Describe the process of developing MandorLand, your award-winning flavor.
When I was experimenting for the competition I tried making MandorLand with regular milk and I didn’t like it because I felt like the milk was covering the delicate flavors of the almond, and then I thought, Let’s make it water-based, and it was a completely different experience—very light, very delicate. And you could taste all the components because it is a very special gelato. It’s a unique experience. MandorLand is so strong, so intense, and so delicate at the same time. It’s a great dinner closer.
What gelato masters do you admire and why?
My father—I truly admire him for everything he does, beyond gelato. He is one of the kindest people I know and an incredible dad.
I must also mention Isidoro Giglio, my mentor [from Marsala, Sicily]. I have had the honor of training with him every year since 2017. What I admire about him, beyond his personal qualities and beautiful family, is his ability to blend traditional techniques with modern innovations.
I also greatly admire Chef Baron Gottsacker, the founder of Baron’s Gelato, a Wisconsin-based wholesale and catering gelato company. What I admire most is his dedication to using quality ingredients and proper techniques to deliver a true artisanal gelato experience, an approach that aligns perfectly with our company’s values. His work proves that it’s possible to do it right while remaining innovative.
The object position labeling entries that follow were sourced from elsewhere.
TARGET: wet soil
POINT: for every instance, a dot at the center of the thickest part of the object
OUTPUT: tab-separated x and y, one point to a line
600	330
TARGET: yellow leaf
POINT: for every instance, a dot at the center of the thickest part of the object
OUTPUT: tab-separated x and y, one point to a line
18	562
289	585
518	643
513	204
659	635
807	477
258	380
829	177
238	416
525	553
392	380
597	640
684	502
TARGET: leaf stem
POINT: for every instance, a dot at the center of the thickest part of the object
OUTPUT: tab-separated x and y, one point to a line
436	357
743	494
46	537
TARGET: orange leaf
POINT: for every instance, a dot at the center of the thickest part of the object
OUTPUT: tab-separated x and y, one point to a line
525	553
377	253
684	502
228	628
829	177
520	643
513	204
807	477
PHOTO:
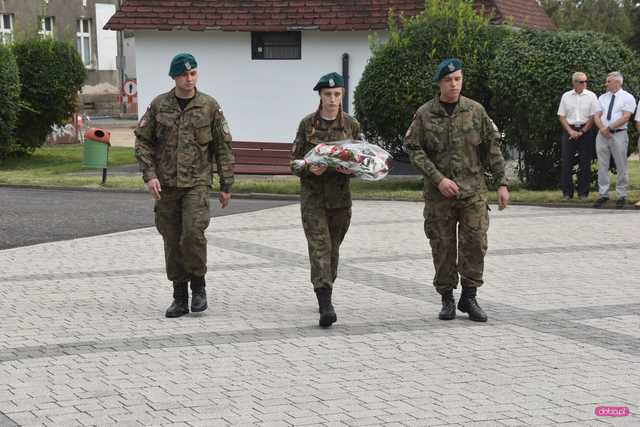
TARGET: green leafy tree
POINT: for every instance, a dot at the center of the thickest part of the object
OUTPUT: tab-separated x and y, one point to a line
9	99
531	71
52	75
398	78
604	16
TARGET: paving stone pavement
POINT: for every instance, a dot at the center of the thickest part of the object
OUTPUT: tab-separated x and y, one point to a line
84	341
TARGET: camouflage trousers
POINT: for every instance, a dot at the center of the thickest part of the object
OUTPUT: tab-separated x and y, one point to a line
325	229
182	216
457	233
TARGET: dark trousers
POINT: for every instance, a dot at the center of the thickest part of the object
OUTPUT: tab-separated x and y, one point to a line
583	146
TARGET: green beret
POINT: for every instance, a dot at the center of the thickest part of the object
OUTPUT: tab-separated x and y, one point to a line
447	66
329	80
182	63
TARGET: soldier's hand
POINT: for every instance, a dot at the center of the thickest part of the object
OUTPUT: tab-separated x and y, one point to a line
448	188
224	199
153	186
317	169
503	197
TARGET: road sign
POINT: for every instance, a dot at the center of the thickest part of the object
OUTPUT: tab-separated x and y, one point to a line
130	88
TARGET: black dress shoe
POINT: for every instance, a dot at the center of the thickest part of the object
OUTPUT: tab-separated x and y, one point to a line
198	295
469	305
327	312
601	201
448	311
180	305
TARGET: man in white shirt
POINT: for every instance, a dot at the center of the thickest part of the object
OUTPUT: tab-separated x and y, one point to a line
575	112
614	111
637	119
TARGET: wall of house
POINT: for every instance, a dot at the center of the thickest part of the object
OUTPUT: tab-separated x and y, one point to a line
263	100
102	86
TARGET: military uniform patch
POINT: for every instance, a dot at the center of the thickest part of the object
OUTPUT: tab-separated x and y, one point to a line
144	120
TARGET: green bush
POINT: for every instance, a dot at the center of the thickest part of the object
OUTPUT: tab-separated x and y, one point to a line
51	75
9	99
398	78
531	71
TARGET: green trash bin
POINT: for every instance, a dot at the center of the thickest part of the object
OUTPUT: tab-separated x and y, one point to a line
96	150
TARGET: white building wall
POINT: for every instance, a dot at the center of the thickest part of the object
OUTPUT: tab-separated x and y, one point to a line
107	40
263	100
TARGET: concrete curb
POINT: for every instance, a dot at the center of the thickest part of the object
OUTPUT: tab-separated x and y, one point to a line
295	197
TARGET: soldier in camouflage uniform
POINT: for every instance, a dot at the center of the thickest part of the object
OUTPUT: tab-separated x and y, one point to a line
325	193
181	138
453	142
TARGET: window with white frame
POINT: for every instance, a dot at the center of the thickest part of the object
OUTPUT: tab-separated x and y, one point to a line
46	26
6	28
83	40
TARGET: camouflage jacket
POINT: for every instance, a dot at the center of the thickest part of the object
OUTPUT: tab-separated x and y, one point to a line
461	147
180	148
331	189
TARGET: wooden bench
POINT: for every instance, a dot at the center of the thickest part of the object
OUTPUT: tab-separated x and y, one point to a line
261	158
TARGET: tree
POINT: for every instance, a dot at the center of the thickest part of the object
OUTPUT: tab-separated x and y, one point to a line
9	99
530	72
52	74
398	78
603	16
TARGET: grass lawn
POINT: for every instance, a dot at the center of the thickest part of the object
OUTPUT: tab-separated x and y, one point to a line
56	165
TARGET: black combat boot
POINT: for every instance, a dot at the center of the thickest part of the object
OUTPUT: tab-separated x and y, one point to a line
198	295
468	304
327	312
180	305
448	311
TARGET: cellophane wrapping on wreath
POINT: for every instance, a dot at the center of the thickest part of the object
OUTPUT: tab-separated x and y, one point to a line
366	161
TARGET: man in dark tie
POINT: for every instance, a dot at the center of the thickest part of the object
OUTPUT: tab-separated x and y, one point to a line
614	111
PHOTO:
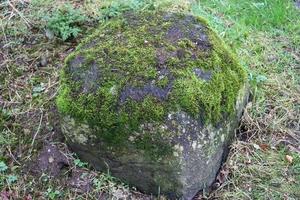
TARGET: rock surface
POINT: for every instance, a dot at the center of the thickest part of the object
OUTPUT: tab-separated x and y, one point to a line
154	98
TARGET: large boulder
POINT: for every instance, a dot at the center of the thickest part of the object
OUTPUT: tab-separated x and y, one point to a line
153	98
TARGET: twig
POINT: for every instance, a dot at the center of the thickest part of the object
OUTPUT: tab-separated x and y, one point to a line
19	13
38	130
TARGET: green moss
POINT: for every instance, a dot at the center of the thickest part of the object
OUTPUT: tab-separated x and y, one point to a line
125	53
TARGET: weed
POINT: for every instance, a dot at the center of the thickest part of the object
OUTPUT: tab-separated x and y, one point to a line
65	22
52	193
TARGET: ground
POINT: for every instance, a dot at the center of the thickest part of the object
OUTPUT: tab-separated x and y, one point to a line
264	161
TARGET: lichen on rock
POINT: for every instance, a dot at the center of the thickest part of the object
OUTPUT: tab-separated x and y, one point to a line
150	82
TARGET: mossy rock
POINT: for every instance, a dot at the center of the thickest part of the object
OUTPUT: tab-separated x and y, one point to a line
154	98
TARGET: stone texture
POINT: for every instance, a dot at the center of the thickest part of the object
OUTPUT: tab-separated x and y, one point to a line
166	137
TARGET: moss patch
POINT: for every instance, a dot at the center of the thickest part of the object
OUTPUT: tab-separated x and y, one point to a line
140	67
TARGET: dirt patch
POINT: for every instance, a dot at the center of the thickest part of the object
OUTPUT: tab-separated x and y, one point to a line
82	180
50	161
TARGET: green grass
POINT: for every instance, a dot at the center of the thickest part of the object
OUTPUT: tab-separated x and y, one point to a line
264	34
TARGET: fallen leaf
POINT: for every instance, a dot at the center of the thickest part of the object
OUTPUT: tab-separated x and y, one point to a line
264	147
289	158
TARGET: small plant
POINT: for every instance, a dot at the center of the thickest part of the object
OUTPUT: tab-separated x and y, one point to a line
52	194
65	22
3	166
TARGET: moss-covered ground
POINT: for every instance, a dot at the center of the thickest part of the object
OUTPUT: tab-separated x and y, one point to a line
264	160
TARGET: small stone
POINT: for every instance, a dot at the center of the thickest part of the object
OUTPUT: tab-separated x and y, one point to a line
51	159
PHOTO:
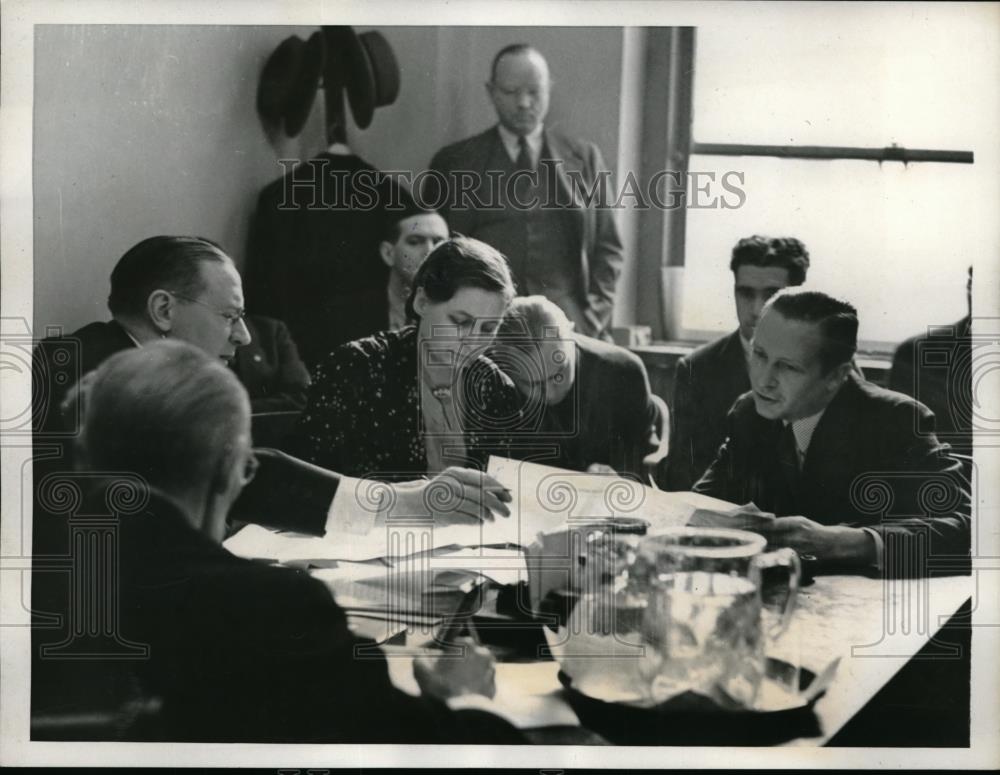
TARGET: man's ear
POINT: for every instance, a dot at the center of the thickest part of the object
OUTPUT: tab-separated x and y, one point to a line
420	301
160	309
385	250
839	374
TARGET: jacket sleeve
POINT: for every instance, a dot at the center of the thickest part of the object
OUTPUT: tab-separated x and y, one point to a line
634	438
287	493
290	385
680	460
332	415
922	502
721	479
604	259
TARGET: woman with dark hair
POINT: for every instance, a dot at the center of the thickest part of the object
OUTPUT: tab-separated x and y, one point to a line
424	398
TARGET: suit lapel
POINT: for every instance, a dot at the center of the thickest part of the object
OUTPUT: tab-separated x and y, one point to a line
831	448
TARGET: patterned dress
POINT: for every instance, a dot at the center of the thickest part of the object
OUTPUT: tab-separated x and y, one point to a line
364	416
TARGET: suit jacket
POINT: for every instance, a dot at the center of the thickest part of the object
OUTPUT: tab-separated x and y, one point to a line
312	261
270	368
608	416
945	385
286	492
866	466
706	384
601	254
365	417
245	652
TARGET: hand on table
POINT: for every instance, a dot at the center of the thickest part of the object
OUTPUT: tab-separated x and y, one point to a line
827	543
455	496
471	672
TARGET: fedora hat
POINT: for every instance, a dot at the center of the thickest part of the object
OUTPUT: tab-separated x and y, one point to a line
367	67
288	82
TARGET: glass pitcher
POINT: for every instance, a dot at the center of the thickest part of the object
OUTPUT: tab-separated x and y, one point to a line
674	612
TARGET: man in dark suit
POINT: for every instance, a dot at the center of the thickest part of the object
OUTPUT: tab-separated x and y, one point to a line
530	196
312	257
409	237
270	368
238	651
836	459
708	380
183	288
187	288
936	369
591	399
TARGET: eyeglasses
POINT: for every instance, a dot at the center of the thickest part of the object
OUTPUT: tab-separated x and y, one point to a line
233	317
250	467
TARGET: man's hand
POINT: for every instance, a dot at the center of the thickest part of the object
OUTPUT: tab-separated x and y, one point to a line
827	543
455	496
471	672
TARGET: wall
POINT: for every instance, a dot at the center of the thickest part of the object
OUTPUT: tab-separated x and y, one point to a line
140	131
143	130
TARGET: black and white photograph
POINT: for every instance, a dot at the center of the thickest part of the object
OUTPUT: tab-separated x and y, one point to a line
546	385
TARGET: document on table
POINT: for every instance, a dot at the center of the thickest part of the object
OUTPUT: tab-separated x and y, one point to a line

Why serve vegan gelato options?
A lot of customers are vegan or gluten-free. Every flavor is gluten-free, and we have plenty of vegan offerings from traditional flavors and seasonal flavors, but we also do vegan pistachio or vegan cheesecake. We focus on real, high-quality ingredients.
What is the most rewarding part of your work?
I have this satisfaction when people try the gelato and people think they’re trying “just vanilla” and they say, “Wow this is the best vanilla I’ve ever tried,” or “This is the best pistachio I’ve ever tried.” Or when I get asked to ship the gelato from here to a family in Los Angeles so they can relive a memory from Sicily. I love the emotional trigger of a happy memory [my gelato invokes].
What are the most popular flavors at your shop?
Pistachio, then lemon, then amarena [a sweet and tart cherry]—everything that people cannot find in the supermarket. We make very traditional Italian gelato, and the people who come here want to try our gelato [specifically]. In simplicity, you can do better. We can use fewer, better ingredients for an easy-to-digest dessert.
How much gelato do you make every week?
At least 300 pounds at minimum. We display 12 flavors at a time, but in pint sales, we have more than 30 options. If you need a certain flavor, you can always ask or it can be ordered.
How do you know when it’s time to phase out a flavor or add a new flavor?
We have some flavors that are seasonal—for example pumpkin or mint. I don’t make anything unless I know it will taste good…I make it right or I don’t make it. Our best sellers go year-round, but most of the time we make a new flavor every week.
What do people get wrong about gelato?
It’s not ice cream, it’s different. The main difference is in gelato, we use milk or water, and ice cream uses heavy cream, that’s why [for some] it’s harder to digest. Gelato is also served at a slightly warmer temperature. I use no artificial colors and way less sugar. There is not a ton of air content, so gelato is very dense and thick, and the portion sizes are smaller because with a little cup of gelato, you’re satisfied.
What’s next for uGO?
To make gelato more accessible to other people. Part of it is educating customers about how good gelato is versus ice cream, then making it available to everyone. My idea is to have gelato at all the small markets near your house. I want [uGO] to be accessible to you.